The panel also recognizes that the Court identified reverse payment settlement agreements to be outside the norm because the included large cash settlements from the patentee to the accused infringer (hence the term "reverse payment") and that such settlement terms were extremely unusual and uncommon outside ANDA litigation.  Nevertheless, the panel held that "no authorized generic" agreements could fall within the province of the "five sets of considerations" set forth in Justice Breyer's opinion depending on the value to the generic challenger in having the branded drug maker forswear from marketing its own generic version of a branded drug.  Here, the Court reasoned:

It seems to us that no-AG agreements are likely to present the same types of problems as reverse payments of cash.  The no-AG agreement here may be of great monetary value to Teva as the first-filing generic.  In Actavis, the Supreme Court recognized generally that the 180-day exclusivity period is "possibly 'worth several hundred million dollars,'" and may be where the bulk of the first-filer's profits lie.

Citing "evidence" from amicus briefs, the Court then states that:

There are also plausible indicia that this pattern held true here: the Amici States point out that "[p]ublic records show that generic sales of Lamictal in 2008 were some 671 million dollars," so the no-AG agreement "was clearly worth millions of dollars, if not hundreds of millions of dollars[,] to the generic."

The FTC also weighed in (to the extent that whatever expertise the Commission has provided support for the Court's opinion), wherein:

The FTC suggests, using sales of the drug Paxil as a yardstick, that GSK's no-AG agreement would have been worth hundreds of millions of dollars to Teva. [emphasis added]
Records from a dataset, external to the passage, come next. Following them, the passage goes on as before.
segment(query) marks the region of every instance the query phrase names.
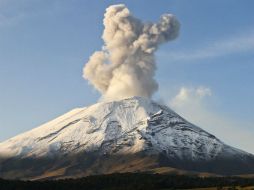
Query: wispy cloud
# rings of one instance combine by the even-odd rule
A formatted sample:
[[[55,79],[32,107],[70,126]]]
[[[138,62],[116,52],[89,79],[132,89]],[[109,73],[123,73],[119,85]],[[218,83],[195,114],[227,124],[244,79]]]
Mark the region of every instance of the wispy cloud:
[[[208,87],[181,87],[174,97],[166,101],[188,121],[229,145],[254,153],[253,126],[247,121],[229,118],[223,116],[219,110],[213,110],[211,96],[212,90]]]
[[[254,51],[254,31],[248,34],[241,34],[227,39],[218,40],[197,49],[182,50],[174,52],[160,52],[163,59],[175,61],[192,61],[207,58]]]

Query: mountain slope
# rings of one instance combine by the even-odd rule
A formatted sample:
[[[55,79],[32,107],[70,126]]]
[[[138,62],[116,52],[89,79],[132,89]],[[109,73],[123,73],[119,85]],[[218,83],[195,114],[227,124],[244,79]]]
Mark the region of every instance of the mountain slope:
[[[253,155],[224,144],[168,107],[140,97],[74,109],[0,143],[0,156],[0,177],[6,178],[159,167],[254,173]]]

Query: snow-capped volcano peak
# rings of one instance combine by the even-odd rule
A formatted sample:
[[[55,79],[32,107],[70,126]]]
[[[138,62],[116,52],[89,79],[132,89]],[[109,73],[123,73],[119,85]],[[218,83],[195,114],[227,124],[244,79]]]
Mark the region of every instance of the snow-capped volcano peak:
[[[77,108],[0,143],[2,160],[53,159],[89,152],[96,152],[97,157],[140,152],[163,155],[173,166],[178,166],[178,161],[244,162],[253,158],[189,123],[167,106],[141,97]]]

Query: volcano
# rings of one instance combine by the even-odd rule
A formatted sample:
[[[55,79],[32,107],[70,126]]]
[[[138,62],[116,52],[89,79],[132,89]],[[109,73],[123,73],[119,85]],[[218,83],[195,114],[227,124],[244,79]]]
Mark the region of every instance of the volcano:
[[[76,108],[0,143],[1,178],[162,170],[253,174],[254,156],[142,97]]]

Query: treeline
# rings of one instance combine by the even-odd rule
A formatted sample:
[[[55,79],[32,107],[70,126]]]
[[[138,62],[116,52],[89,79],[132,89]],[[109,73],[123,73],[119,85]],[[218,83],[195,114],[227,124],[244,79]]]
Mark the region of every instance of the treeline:
[[[0,190],[149,190],[198,187],[252,186],[254,179],[239,177],[195,177],[124,173],[88,176],[79,179],[18,181],[0,179]]]

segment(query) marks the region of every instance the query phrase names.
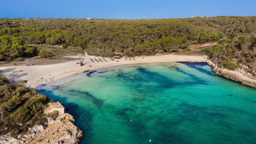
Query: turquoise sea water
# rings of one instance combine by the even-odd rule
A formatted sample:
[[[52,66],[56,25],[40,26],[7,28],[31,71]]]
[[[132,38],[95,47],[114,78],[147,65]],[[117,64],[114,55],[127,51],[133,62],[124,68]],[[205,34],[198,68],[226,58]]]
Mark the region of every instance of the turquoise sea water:
[[[256,89],[204,63],[110,67],[42,88],[69,106],[81,144],[256,143]]]

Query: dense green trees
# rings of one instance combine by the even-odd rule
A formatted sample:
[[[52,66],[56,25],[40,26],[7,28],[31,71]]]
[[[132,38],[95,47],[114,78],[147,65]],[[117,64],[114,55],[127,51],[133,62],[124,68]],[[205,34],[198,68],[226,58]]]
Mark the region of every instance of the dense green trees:
[[[0,59],[12,60],[21,57],[33,57],[35,49],[29,47],[21,37],[0,37]]]
[[[47,120],[42,110],[49,98],[34,89],[9,84],[5,77],[0,80],[0,135],[15,136],[35,124],[44,126]]]
[[[256,17],[0,19],[0,36],[21,37],[28,44],[62,45],[63,48],[80,47],[90,55],[106,56],[113,54],[116,51],[132,56],[175,51],[191,44],[217,41],[224,37],[233,38],[245,33],[255,33],[256,26]],[[14,49],[20,48],[14,46]],[[1,59],[10,60],[22,57],[16,54],[18,53],[12,53],[14,55],[11,57],[2,54],[4,52],[0,53]]]

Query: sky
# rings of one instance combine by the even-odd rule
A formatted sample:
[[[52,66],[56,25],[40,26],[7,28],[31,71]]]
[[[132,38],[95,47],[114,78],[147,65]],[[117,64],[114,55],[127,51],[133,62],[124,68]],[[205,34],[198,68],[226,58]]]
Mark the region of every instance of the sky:
[[[0,17],[161,18],[256,15],[256,0],[0,0]]]

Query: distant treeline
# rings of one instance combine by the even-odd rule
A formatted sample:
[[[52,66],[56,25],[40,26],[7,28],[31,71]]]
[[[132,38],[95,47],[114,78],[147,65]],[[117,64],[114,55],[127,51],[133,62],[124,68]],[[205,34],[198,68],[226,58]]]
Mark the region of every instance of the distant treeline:
[[[151,20],[0,19],[0,59],[37,54],[28,44],[80,47],[90,55],[133,56],[255,33],[256,17]]]

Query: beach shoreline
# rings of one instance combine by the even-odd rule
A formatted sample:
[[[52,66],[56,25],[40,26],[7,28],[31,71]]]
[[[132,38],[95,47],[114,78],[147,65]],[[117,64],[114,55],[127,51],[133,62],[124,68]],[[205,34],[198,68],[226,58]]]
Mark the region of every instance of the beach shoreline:
[[[84,66],[76,64],[79,60],[51,65],[32,66],[0,66],[4,71],[2,75],[6,76],[10,82],[15,83],[18,80],[28,80],[26,86],[36,88],[37,86],[53,82],[54,80],[71,75],[75,75],[86,70],[109,66],[139,63],[165,62],[206,62],[206,56],[178,55],[173,54],[134,57],[134,60],[126,60],[124,58],[114,61],[107,59],[107,62],[93,62],[90,58],[102,59],[102,57],[86,55],[81,58]],[[108,58],[104,58],[109,59]],[[131,58],[133,59],[133,58]],[[92,65],[92,66],[90,66]],[[43,78],[43,79],[42,79]],[[13,80],[13,81],[12,81]]]
[[[111,66],[161,62],[205,62],[212,66],[212,71],[216,74],[256,87],[256,80],[247,78],[241,74],[218,68],[206,55],[180,55],[171,54],[134,58],[134,60],[128,60],[129,58],[126,60],[124,58],[122,58],[114,61],[111,61],[110,59],[107,60],[107,62],[93,62],[90,60],[90,59],[98,59],[102,58],[86,55],[81,58],[84,63],[84,66],[76,64],[79,62],[79,60],[76,60],[50,65],[0,66],[0,69],[4,70],[2,75],[6,76],[10,82],[15,83],[15,81],[18,80],[27,80],[28,83],[26,85],[27,87],[37,89],[40,86],[54,83],[54,81],[72,75],[75,76],[85,71]],[[108,58],[104,58],[109,59]],[[92,66],[90,66],[91,65]]]

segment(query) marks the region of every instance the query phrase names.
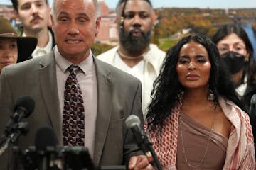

(The opinion "explains" in a footnote how "sales of Paxil" can be used as a yardstick for Lamictal sales; the only relevant statistic is the similar market value of Paxil compare with Lamictal immediately prior to generic competition.)

The panel also considered abstaining from marketing an authorized generic to be equivalent to "transfer[ring] the profits the patentee would have made from its authorized generic to the settling generic -- plus potentially more, in the form of higher prices, because there will now be a generic monopoly instead of a generic duopoly."  And this is how the Court makes the equation from frank cash payments to the no authorized generic provisions of this settlement agreement:

Absent a no-AG promise, launching an authorized generic would seem to be economically rational for the brand.  For this reason, the fact that the brand promises not to launch an authorized generic (thereby giving up considerable value to the settling generic) makes the settlement something more than just an agreed-upon early entry: it "may instead provide strong evidence that the patentee seeks to induce the generic challenger to abandon its claim with a share of its monopoly profits that would otherwise be lost in the competitive market." [citing Actavis]

The Court also rejected defendants' argument that the "no authorized generic" portion of the agreement was an exclusive license, inter alia because (in a footnote) the panel stated that the agreement was not an exclusive license and in the body of the opinion opined that licensing could not be used solely for anticompetitive effect.

The result of this decision is that, at least in the Third Circuit, the scope of agreements subject to the rule of reason (or at least not subject to being dismissed for failure to state a claim) includes those having "no authorized generics" provisions in addition to agreements involving cash payments to generic challengers from branded drug makers.  This upsets several earlier decisions in this circuit, and it remains to be seen whether other circuits accept the panel's reasoning in considering this question.

DISCLAIMER: Because of the generality of this update, the information provided herein may not be applicable in all situations and should not be acted upon without specific legal advice based on particular situations.